Durante a apresentação que fez, Andreia Leite deu igualmente conta de relatos de dificuldades em realizar testes (40% dos participantes no questionário), sobretudo por não ter encontrado testes disponíveis para comprar (autotestes) ou não ter conseguido agendar teste, com uma maior frequência destas respostas entre 25 de dezembro e 03 de janeiro.
Ainda no que refere à testagem, os dados apresentados indicam que 67% das pessoas com rendimentos inferiores a 650 euros reportam menor recurso à testagem.
Quanto à perceção de risco, aumentou nas últimas quinzenas, mas ainda assim ficou abaixo do nível atingido em épocas festivas passadas, com 64% dos que responderam a considerarem ter um risco moderado ou elevado de serem infetados com covid-19 (72% na época festiva passada).
"A vacinação, os dados sobre severidade e a própria familiaridade com a situação pandémica explicarão este menor alarme em relação a períodos com menos casos", afirmou a especialista.
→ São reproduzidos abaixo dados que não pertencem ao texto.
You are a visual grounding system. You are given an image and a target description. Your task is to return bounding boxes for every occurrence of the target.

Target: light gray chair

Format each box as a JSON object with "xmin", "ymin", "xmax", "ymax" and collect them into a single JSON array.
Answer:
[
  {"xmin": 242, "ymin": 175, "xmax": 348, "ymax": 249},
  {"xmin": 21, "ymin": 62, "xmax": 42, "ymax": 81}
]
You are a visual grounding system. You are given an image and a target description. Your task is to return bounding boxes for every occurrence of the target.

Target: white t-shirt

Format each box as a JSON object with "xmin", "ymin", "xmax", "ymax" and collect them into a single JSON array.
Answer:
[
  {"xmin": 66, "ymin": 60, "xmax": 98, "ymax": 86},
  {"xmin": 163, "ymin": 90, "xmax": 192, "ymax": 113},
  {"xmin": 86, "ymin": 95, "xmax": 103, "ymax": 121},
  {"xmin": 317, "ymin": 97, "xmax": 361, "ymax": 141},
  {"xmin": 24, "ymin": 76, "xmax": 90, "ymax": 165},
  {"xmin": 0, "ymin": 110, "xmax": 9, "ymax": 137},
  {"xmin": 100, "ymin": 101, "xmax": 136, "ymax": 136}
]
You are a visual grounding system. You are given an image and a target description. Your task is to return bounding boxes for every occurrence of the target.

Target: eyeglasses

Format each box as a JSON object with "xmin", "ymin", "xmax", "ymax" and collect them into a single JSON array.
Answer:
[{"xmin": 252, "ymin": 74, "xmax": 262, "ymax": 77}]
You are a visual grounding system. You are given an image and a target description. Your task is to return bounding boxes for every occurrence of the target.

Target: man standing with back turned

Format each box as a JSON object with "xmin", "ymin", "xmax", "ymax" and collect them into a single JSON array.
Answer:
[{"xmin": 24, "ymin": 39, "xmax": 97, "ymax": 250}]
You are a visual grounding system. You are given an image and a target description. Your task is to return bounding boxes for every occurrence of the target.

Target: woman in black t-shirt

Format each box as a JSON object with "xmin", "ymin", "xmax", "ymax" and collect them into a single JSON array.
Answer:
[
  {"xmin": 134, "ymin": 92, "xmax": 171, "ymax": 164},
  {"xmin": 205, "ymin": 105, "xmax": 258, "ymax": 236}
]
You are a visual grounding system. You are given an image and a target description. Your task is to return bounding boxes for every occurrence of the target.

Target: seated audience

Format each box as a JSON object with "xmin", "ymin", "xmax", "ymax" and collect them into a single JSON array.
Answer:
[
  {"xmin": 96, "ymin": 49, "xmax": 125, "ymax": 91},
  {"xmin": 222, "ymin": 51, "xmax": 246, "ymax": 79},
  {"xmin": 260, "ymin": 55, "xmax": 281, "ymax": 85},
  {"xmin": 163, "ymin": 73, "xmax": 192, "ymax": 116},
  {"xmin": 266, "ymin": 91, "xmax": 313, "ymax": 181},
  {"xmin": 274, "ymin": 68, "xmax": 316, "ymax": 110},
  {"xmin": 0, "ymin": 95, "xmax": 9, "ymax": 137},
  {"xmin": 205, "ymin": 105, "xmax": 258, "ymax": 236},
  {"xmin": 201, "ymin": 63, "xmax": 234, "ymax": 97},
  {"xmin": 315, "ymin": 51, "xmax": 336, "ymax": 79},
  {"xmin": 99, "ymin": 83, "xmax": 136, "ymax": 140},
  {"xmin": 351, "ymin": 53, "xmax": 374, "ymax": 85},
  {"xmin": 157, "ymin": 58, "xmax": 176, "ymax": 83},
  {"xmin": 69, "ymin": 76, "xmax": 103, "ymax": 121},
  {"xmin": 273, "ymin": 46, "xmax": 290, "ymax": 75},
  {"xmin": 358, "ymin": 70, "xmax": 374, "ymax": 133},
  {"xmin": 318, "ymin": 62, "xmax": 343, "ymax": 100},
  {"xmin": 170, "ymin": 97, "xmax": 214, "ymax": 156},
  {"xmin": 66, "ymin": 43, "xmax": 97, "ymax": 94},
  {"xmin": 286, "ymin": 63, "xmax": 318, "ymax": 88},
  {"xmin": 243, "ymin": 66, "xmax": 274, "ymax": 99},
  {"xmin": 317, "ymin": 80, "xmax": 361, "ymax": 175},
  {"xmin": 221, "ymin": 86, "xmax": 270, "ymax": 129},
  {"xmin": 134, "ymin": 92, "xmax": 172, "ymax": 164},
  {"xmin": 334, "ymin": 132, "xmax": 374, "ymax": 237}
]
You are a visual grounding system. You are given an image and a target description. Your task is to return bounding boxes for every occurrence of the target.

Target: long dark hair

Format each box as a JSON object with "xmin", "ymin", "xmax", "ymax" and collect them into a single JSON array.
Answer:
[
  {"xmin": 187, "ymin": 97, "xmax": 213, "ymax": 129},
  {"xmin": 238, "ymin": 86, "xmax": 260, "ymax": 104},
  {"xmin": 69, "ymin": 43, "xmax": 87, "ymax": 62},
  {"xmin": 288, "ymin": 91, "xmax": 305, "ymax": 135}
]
Andreia Leite destacou igualmente a intenção manifestada de adotar cuidados especiais nesta época festiva, com 96% de respostas neste sentido entre 11 de dezembro e 03 de janeiro.
Quanto ao tipo de medidas a adotar nesta época festiva, os portugueses apontaram a testagem prévia aos encontros familiares (7,1%), o arejamento dos espaços (mais de 50%), a limitação de pessoas reunidas e a garantia de que todas tinham esquema vacinal atualizado.
Andreia Leite reconheceu "limitações nestes dados", mas sublinhou que tem havido uma evolução da perceção de risco, o que é "coerente com o agravamento da situação epidemiológica".
A especialista salientou igualmente a necessidade de as autoridades disponibilizarem mensagens consistentes, em particular no que se refere aos comportamentos a seguir em caso teste positivo, "sobretudo num contexto de mudança nas normas e de dificuldade de resposta atempada dos serviços".
No que se refere ao uso da máscara (sempre) em espaços fechados, os dados da ENSP indicam que, após um período de redução generalizada na adesão a medidas de proteção, houve "alguma recuperação, com nova quebra na última quinzena".
No caso da utilização de máscara em espaços fechados, "verificou-se uma recuperação para níveis semelhantes aos do final do verão, mas na última quinzena atestou-se novamente uma redução".
Registou-se também uma quebra na utilização de máscara em contexto de socialização, com cerca de um quarto dos participantes a reportar usar sempre máscara quando esteve próximo de pessoas não pertencentes ao agregado familiar (27,5%) e em convívios de grupo (25,2%), dados que, segundo ENSP, refletem os convívios familiares do período de festas.